Bessie Coleman once worked as a laundress to save money so she could go to Langston University in Oklahoma but left school after a year when she ran out of money. She again worked as a laundress in 1915 when she moved to Chicago, Illinois, to live with her older brother. After a few months, she landed a job as a manicurist; and in 1920, she was resolved to being a pilot.
Due to racial discrimination during the 1920s, Bessie Coleman was denied entrance in U.S. flight schools. She enrolled herself to learn the French language and moved to France to learn to fly through her sponsor, Robert Abbott (1868-1940), publisher of the nation’s largest African-American weekly, the Chicago Defender. After only seven months, she earned her license in France’s prestigious flight school, Caudron Brothers’ School of Aviation.
Bessie Coleman would have wanted to open a flight school for African-Americans upon coming back to the United States, but she did stunt flying, parachuting, barnstorming, and aerial tricks. She had her first public flight by an African-American woman in 1922.
She earned her nickname, “Brave Bessie,” from her daredevil stunts that left the audience in awe.
On April 30, 1926, Bessie Coleman died during a show’s test flight for the Negro Welfare League in Jacksonville, Florida, when the plane did not nosedive but did a somersault. The result was that Coleman was accidentally dropped from the plane.
William D. Wills piloted the plane when Bessie Coleman died. Bessie was in the other cockpit trying to survey the area where she was to fly and jump in a parachute on a show scheduled May 1, 1926. She had not put her seatbelt on as she was trying to lean over the plane to pick the best sites. When the plane accidentally flipped over, she was thrown out from an altitude of 1,000 feet. Wills and the plane crashed soon after. Both were killed in the accident.
An estimated 10,000 mourners paid their respects at Bessie Coleman’s funeral, and it was attended by several prominent African-Americans. Her funeral was presided over by equal rights advocate, Ida B. Wells. However, the African-American media believed that Coleman’s accomplishments had never been truly recognized in her lifetime.
After the funeral service in Jacksonville, Coleman’s body was returned to Chicago, which she considered her home, and was buried in Lincoln Cemetery.
Even after her death, Bessie Coleman remained an inspiration to many.
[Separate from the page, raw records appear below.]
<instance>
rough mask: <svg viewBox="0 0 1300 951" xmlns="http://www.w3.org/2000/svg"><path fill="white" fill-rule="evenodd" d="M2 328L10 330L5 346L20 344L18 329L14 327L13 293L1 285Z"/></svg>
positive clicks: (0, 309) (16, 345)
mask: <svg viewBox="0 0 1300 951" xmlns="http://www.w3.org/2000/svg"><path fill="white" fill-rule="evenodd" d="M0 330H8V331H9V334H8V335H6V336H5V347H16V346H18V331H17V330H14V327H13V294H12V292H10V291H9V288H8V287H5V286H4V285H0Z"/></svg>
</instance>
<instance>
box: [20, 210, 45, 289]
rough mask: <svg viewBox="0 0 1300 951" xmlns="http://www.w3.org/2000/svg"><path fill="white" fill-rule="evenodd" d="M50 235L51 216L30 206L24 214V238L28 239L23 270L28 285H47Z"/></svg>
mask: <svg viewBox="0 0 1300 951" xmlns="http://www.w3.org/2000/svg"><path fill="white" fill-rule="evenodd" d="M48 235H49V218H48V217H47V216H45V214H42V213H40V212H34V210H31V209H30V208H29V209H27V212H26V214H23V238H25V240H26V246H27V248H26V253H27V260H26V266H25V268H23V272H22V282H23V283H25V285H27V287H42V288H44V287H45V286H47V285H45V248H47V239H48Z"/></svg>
Though she never realized her dream to open an aviation school for her fellow African-Americans, after her death, the Bessie Coleman Aero groups were organized. On May 1, 1931, the first all-African-American air show was organized, and 15,000 came to watch the show.
Several honors were given to Bessie Coleman in the many years after she died. In 1977, female African-Americans organized the Bessie Coleman Aviator Club. In 1990, a street in Chicago was renamed to bear her name. Chicago declared May 2, 1992, asBessie Coleman Day; and in 1995, the U.S. Post Office issued a commemorative stamp in her honor.
Bessie Coleman was the twelfth of thirteen children and grew up in Waxahachie. In 1901, Bessie’s father left them and returned to the “Indian Territory.” In early 1917, Bessie married Claud Glenn; but she never publicly acknowledged the marriage, and both soon separated.